Last month, Shulepov and his colleague Alexander Kosyakin filmed a video complaining that authorities in the Novaya Usman village hospital were forcing him the work despite the fact he had tested positive for the virus. The complaint occurred after reports surfaced that the Kremlin recently forced third-year medical students to work during the pandemic or face academic and professional consequences.
Days later, he reportedly released another video walking back his comments, arguing that he was in an “emotional state.” The video also featured Igor Potanin, the head doctor of the Novousmanskaya hospital, who insisted his medical staff were being provided with sufficient personal protective equipment (PPE).
“I spoke about this to the department’s employees: I won’t let anyone go to outpatients or inpatients if we don’t have enough means of protection, I told them I’d go myself there, but I will not send anyone,” Potanin said in the video.
In a statement to CNN, Kosyakin confirmed details about his colleague’s condition.
“[Shulepov] is an intensive care unit, as far as I know in a serious condition, last time I spoke to him was on the 30th of April, we checked in with each other,” Kosyakin told CNN. “He felt fine, he was getting ready to get discharged from the hospital … and all of a sudden this happened, it’s not clear why and what for, so many questions that I don’t even have the answer to.”
Kosyakin reportedly faces criminal charges for violating Russia’s recently passed misinformation law, which carries prison sentences of up to five years for spreading “fake news” about the ongoing pandemic.
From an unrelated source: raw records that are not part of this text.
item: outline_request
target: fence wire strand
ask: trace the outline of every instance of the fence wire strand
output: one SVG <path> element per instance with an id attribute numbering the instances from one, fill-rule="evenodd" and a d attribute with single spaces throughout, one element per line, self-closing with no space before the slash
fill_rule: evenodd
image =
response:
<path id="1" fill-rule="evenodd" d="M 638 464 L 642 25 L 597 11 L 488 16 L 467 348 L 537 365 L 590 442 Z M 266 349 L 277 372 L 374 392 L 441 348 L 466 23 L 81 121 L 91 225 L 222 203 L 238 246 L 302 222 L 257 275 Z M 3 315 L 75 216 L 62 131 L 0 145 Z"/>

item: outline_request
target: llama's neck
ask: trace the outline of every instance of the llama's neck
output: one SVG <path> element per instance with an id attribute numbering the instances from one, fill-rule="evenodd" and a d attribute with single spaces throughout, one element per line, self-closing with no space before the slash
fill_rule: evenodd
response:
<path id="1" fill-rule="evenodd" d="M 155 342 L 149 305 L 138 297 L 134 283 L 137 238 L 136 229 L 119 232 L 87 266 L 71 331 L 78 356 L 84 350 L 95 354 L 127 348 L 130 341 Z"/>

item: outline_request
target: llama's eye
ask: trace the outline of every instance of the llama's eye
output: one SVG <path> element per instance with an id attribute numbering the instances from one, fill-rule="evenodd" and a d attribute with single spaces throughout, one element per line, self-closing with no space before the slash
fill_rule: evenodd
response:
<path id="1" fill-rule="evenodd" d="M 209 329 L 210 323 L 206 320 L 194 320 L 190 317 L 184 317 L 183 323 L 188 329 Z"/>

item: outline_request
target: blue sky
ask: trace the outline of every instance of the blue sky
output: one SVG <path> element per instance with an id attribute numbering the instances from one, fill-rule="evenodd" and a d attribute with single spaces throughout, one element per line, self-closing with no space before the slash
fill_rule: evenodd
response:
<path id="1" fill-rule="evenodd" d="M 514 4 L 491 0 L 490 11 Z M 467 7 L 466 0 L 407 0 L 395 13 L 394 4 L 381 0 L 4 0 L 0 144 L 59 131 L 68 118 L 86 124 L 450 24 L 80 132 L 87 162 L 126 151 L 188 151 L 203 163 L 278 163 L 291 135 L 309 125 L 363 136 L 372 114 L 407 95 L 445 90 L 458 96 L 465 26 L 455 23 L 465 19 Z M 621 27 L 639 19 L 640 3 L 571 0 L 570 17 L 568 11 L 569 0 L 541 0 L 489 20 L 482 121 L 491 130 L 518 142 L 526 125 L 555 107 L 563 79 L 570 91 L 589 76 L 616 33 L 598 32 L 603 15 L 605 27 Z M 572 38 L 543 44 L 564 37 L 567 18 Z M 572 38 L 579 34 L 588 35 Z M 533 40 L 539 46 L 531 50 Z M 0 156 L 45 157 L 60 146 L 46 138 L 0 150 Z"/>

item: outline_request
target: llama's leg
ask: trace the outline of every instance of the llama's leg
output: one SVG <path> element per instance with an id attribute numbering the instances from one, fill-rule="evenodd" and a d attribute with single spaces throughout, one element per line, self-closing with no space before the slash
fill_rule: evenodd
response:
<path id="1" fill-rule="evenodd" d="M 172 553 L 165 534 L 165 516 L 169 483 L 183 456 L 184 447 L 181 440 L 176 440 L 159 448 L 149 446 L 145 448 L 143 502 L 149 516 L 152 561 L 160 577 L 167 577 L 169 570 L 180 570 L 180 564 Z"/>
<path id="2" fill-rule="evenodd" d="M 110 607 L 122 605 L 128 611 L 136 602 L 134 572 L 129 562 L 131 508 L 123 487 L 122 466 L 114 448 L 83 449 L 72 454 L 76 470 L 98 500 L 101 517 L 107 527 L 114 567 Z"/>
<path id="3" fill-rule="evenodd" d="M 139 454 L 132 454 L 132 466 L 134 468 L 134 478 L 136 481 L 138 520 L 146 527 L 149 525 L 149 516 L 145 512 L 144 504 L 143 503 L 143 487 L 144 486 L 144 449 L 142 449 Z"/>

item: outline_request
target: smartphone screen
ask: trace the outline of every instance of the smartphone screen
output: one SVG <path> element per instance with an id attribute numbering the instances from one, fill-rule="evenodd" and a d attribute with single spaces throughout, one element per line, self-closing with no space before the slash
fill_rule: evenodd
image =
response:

Russian authorities have reported around 145,000 cases of the virus so far but just 1,356 deaths, an abnormally low number compared with other countries.
Shulepov is the third doctor to have reportedly plunged from a hospital building in the past two weeks, with the other two both dying of their injuries. The most recent of these victims was Elena Nepomnyashchaya, the acting head doctor of a hospital in the Siberian city of Krasnoyarsk, who died days after an alleged fall from a window at the hospital she was in charge of. She had recently complained about her staff being forced to treat coronavirus patients without sufficient PPE.
Dr. Natalya Lebedeva — the head of the emergency medical service at Star City, where the majority of Russia’s cosmonauts are trained — allegedly committed suicide on April 24 by jumping from the building after failing to prevent an outbreak. The hospital called her death a “tragic accident.”
Falling or defenestration from buildings appear to have become a signature manner of death for numerous government dissenters in Russia over the past decade. Before the recent spate of falls, the latest case was that of the 32-year-old investigative journalist Maxim Borodin, thrown out of a fourth-floor window in April 2018 as he was investigating Russia’s military involvement in Syria.